I got back from my holiday yesterday at five in the morning. Without thinking any further, I crashed into bed for a few hours of much-needed sleep. It was only when I came home after a baby shower yesterday afternoon that ‘it’ hit me. The vacation grief. The Blues. The sadness.
I want to be home as much as I want a root canal. All I want right now is to jump in my car and drive back to see my friends again. I’m sitting here, weepy, missing them. And this hollow feeling that just won’t go away. I got used to living away from my friends and family but I never said it was always easy.
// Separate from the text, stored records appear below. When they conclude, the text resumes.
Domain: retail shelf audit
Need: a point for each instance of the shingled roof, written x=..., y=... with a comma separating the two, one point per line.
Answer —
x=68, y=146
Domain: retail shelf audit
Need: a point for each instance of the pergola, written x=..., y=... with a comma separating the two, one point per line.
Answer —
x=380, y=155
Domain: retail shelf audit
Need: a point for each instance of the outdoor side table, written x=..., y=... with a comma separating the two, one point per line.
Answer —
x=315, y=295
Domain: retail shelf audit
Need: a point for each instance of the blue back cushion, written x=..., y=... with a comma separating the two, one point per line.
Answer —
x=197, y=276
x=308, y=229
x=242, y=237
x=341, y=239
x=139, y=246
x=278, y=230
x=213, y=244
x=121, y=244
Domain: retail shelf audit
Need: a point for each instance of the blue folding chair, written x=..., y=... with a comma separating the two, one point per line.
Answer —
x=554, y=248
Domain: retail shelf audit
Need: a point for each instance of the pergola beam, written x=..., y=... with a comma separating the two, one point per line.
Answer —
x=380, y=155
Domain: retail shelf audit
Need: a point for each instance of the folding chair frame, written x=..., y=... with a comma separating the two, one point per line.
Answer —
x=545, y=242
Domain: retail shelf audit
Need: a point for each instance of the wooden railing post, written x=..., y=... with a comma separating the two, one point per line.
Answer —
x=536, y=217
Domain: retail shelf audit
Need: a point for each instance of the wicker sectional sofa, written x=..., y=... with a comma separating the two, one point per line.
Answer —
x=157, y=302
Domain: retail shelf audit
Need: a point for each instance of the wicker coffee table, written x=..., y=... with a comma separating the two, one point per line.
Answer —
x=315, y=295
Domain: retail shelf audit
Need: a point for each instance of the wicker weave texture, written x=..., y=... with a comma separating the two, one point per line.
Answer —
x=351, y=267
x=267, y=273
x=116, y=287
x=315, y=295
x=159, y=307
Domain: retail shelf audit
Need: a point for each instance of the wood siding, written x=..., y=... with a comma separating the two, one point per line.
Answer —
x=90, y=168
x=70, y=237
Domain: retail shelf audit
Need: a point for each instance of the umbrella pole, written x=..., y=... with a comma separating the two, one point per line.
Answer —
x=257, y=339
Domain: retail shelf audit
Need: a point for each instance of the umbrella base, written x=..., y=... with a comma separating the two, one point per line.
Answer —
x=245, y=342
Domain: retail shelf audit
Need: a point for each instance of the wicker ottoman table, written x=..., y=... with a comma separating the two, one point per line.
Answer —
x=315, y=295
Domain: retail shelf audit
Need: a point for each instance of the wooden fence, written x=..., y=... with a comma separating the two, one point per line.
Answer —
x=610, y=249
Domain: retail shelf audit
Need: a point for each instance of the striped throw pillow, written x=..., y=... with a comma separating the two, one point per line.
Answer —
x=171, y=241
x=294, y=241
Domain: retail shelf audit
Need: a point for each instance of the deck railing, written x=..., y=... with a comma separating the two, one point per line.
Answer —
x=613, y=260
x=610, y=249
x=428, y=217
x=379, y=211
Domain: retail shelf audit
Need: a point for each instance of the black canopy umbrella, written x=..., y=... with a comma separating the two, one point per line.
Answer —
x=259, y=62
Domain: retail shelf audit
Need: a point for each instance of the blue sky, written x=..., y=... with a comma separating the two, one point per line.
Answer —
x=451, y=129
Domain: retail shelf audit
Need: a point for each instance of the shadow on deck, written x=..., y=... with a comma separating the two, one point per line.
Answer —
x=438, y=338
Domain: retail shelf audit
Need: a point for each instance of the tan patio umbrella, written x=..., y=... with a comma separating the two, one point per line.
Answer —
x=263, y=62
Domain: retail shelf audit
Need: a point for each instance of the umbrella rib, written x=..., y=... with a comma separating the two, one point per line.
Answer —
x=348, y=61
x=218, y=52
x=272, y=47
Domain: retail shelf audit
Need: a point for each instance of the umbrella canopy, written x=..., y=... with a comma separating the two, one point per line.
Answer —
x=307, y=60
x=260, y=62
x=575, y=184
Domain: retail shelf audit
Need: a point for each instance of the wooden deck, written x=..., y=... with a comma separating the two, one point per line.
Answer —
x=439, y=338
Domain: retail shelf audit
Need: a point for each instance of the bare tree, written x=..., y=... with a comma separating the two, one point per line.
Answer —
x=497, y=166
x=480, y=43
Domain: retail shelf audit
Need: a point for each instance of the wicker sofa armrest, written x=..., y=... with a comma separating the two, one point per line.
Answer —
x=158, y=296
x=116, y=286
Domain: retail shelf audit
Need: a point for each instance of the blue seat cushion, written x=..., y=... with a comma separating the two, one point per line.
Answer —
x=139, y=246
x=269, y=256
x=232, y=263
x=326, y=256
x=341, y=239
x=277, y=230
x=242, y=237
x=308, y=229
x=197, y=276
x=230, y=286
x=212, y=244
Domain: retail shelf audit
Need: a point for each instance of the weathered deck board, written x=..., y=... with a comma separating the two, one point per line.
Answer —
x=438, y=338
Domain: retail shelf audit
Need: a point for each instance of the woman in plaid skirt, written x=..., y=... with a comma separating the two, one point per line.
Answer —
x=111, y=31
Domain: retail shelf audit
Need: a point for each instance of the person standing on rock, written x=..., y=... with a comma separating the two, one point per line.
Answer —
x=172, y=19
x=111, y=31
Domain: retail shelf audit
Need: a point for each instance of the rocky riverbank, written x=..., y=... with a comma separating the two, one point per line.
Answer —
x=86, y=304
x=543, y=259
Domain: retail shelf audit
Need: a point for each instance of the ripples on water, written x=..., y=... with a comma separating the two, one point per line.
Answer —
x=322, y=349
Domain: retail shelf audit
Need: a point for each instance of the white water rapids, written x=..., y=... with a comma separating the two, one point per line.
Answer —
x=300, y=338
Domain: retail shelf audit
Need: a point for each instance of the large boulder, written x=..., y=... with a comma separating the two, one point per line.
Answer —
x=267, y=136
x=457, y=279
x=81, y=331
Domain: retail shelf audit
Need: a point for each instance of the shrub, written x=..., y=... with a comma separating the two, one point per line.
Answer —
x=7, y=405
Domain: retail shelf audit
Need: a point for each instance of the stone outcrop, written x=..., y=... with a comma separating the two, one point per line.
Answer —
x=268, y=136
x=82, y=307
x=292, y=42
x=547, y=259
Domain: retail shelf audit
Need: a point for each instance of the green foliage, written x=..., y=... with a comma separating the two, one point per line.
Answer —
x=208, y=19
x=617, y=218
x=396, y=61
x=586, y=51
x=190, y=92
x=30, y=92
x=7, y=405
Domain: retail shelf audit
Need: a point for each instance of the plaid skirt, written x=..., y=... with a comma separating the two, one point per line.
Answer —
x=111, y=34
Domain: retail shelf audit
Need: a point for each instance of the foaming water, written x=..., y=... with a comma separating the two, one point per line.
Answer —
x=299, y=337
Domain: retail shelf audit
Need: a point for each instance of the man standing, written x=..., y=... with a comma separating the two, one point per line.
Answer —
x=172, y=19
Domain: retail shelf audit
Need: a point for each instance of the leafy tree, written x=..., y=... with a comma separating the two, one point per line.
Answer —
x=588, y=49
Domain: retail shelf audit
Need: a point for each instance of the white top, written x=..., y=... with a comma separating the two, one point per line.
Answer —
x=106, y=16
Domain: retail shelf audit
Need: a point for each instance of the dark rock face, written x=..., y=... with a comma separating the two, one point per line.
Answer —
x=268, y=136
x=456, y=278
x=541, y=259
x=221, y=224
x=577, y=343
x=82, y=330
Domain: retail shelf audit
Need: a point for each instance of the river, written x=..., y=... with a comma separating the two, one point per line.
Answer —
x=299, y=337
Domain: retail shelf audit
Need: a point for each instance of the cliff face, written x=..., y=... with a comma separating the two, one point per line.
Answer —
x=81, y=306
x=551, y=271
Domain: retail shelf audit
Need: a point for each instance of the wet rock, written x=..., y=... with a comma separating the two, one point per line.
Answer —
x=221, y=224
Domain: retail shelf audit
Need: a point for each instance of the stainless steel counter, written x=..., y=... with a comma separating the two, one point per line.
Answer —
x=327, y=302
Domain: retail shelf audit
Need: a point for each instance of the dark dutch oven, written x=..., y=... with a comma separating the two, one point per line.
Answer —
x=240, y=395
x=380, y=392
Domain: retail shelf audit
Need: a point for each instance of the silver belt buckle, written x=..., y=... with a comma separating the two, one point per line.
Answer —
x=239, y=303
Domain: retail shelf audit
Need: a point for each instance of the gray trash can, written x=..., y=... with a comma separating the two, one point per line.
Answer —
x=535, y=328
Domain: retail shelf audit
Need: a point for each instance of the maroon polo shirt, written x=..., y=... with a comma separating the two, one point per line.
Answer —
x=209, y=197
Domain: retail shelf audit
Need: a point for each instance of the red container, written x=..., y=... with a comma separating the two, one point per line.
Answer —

I’ll now be going through the five stages of vacation blues. You might know them.
No, I’m not home. No, I’m not going back to work tomorrow. No, I’m not getting back in my ass-crack-of-dawn routine. No. NO.
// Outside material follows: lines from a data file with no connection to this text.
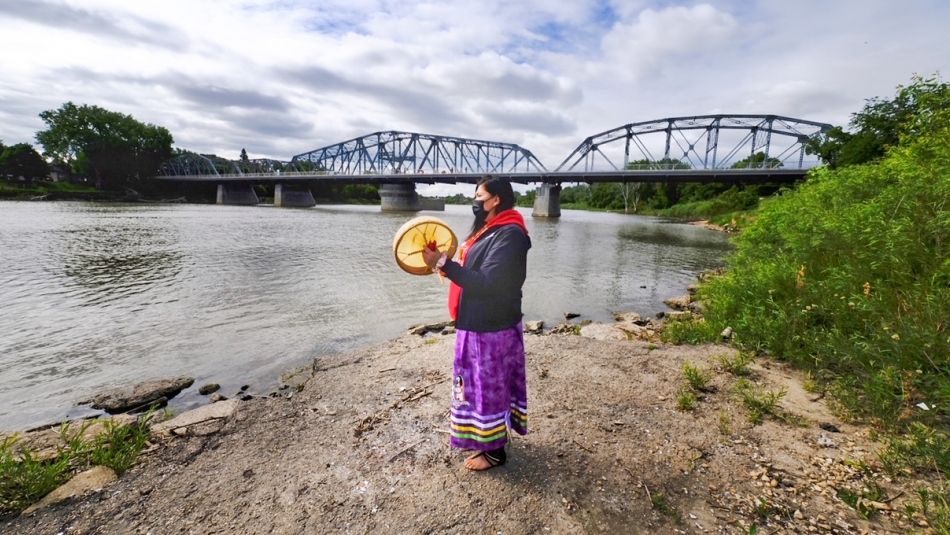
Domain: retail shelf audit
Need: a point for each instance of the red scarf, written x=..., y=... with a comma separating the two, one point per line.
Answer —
x=508, y=217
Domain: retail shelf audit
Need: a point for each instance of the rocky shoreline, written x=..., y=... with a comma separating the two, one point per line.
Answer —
x=358, y=443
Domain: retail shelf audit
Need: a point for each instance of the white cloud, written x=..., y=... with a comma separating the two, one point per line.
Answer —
x=284, y=77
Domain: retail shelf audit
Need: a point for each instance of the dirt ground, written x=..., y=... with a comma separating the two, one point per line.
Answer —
x=363, y=448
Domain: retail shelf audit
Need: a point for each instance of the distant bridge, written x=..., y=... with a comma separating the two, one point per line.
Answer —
x=770, y=148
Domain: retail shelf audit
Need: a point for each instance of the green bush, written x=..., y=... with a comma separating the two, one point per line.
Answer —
x=851, y=274
x=697, y=379
x=25, y=479
x=688, y=331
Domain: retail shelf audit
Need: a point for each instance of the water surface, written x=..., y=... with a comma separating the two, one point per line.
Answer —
x=96, y=295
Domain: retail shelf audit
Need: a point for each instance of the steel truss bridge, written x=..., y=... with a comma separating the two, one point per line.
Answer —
x=702, y=148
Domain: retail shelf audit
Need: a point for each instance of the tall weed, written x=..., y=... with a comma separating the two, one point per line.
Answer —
x=850, y=275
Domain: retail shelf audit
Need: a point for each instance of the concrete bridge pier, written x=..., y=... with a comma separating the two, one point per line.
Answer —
x=403, y=198
x=547, y=203
x=238, y=194
x=286, y=196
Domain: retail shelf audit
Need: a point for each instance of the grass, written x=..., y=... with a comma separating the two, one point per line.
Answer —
x=686, y=400
x=934, y=506
x=725, y=424
x=922, y=448
x=758, y=402
x=737, y=365
x=24, y=479
x=688, y=331
x=661, y=504
x=697, y=379
x=16, y=189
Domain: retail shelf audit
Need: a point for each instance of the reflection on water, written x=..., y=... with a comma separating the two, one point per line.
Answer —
x=95, y=295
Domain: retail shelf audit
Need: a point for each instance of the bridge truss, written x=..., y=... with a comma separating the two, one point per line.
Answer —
x=393, y=152
x=700, y=142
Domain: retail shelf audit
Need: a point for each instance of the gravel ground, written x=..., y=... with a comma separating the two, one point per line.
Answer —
x=362, y=447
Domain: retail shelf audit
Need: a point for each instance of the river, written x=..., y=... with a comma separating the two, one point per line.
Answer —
x=97, y=295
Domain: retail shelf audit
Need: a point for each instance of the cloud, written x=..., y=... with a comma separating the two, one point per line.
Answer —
x=284, y=77
x=658, y=40
x=128, y=29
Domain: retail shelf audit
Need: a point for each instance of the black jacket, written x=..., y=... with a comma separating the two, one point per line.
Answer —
x=491, y=280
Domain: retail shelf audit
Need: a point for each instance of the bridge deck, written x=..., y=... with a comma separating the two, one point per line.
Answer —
x=653, y=175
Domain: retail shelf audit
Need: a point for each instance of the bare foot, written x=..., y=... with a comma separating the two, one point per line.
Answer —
x=482, y=461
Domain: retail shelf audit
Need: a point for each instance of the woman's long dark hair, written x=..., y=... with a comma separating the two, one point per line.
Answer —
x=495, y=186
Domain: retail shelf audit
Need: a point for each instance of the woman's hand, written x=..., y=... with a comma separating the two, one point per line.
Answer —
x=431, y=256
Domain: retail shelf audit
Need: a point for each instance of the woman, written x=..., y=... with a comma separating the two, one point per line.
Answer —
x=489, y=392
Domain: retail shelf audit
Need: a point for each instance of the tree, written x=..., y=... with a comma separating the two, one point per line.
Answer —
x=883, y=123
x=112, y=147
x=22, y=160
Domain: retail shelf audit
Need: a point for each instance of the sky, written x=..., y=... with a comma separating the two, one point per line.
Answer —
x=279, y=78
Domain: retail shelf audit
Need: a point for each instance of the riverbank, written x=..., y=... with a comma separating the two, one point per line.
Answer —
x=361, y=447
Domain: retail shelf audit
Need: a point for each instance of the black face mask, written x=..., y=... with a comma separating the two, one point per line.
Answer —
x=478, y=208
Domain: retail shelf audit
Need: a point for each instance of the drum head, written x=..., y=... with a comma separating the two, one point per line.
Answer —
x=414, y=236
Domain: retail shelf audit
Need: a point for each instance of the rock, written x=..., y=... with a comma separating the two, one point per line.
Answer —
x=678, y=303
x=91, y=480
x=422, y=330
x=825, y=441
x=599, y=331
x=209, y=388
x=831, y=428
x=180, y=424
x=140, y=395
x=534, y=327
x=678, y=315
x=628, y=317
x=697, y=307
x=565, y=328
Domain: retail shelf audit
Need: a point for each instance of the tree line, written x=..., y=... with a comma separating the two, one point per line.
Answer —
x=117, y=151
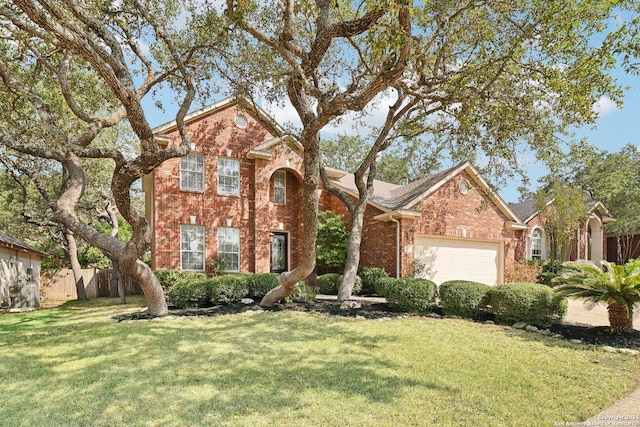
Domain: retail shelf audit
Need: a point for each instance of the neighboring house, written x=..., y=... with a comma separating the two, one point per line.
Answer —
x=235, y=202
x=621, y=247
x=19, y=273
x=590, y=241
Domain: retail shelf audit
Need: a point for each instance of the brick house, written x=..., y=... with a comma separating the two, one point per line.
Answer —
x=590, y=241
x=450, y=225
x=234, y=201
x=19, y=273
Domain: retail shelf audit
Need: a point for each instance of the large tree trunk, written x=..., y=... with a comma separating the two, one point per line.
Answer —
x=620, y=319
x=353, y=251
x=142, y=274
x=75, y=265
x=116, y=287
x=289, y=279
x=115, y=278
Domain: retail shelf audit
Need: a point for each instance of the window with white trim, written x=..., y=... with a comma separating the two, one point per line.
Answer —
x=229, y=248
x=192, y=247
x=280, y=188
x=228, y=176
x=537, y=244
x=192, y=172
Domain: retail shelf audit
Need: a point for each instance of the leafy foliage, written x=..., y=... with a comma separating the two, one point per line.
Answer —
x=412, y=295
x=531, y=303
x=523, y=271
x=333, y=237
x=261, y=283
x=618, y=286
x=462, y=298
x=168, y=278
x=328, y=283
x=562, y=209
x=190, y=293
x=370, y=276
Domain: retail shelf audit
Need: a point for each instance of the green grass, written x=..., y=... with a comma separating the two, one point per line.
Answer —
x=70, y=366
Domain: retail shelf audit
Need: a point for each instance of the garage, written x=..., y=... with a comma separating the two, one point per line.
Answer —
x=448, y=258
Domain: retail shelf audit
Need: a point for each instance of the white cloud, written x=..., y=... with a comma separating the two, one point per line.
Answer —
x=604, y=105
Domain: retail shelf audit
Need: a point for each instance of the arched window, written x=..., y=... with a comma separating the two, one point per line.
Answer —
x=537, y=244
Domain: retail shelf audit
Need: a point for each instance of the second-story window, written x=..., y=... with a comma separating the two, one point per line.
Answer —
x=280, y=187
x=228, y=176
x=192, y=172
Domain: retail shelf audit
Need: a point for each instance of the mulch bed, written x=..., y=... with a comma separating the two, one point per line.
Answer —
x=594, y=335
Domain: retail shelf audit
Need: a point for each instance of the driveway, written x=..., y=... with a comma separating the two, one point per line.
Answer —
x=580, y=313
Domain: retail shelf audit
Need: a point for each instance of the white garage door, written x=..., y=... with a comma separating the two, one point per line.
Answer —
x=459, y=259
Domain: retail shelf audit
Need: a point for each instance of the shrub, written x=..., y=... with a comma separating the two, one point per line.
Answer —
x=328, y=283
x=413, y=295
x=523, y=271
x=331, y=244
x=168, y=278
x=531, y=303
x=229, y=288
x=462, y=298
x=303, y=293
x=260, y=284
x=550, y=270
x=188, y=293
x=383, y=285
x=369, y=276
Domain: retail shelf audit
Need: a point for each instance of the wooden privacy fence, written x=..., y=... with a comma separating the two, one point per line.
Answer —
x=59, y=285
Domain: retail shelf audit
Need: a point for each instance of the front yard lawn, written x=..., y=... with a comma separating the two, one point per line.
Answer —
x=71, y=366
Why do I have so much laundry to do? Do I really have to start cooking again? Why in the hell do I have so much work to do since I cleared everything when I left? I DON’T WANT TO GO BACK TO WORK!
It’ll be fine. I’ll get back into the shape of things only if I take it one day at a time. Maybe I can figure this out before it figures me out.
I want to lie in bed, eat my weight in chocolate, skip showers and clothes. Why is the sun so bright? Bring me junk food. Leave me alone, I suck.
Why not just buy my ticket for my next vacation? Then I can look forward to something.
Right now, I’m at stage 2 with a little of stage 4. I should be at stage 5 within a week or two. For the moment, I’m wrapped in a blanket, watching reruns of Supernatural, trying to get my mind into continuing my novel.
What to you do when you get the blues?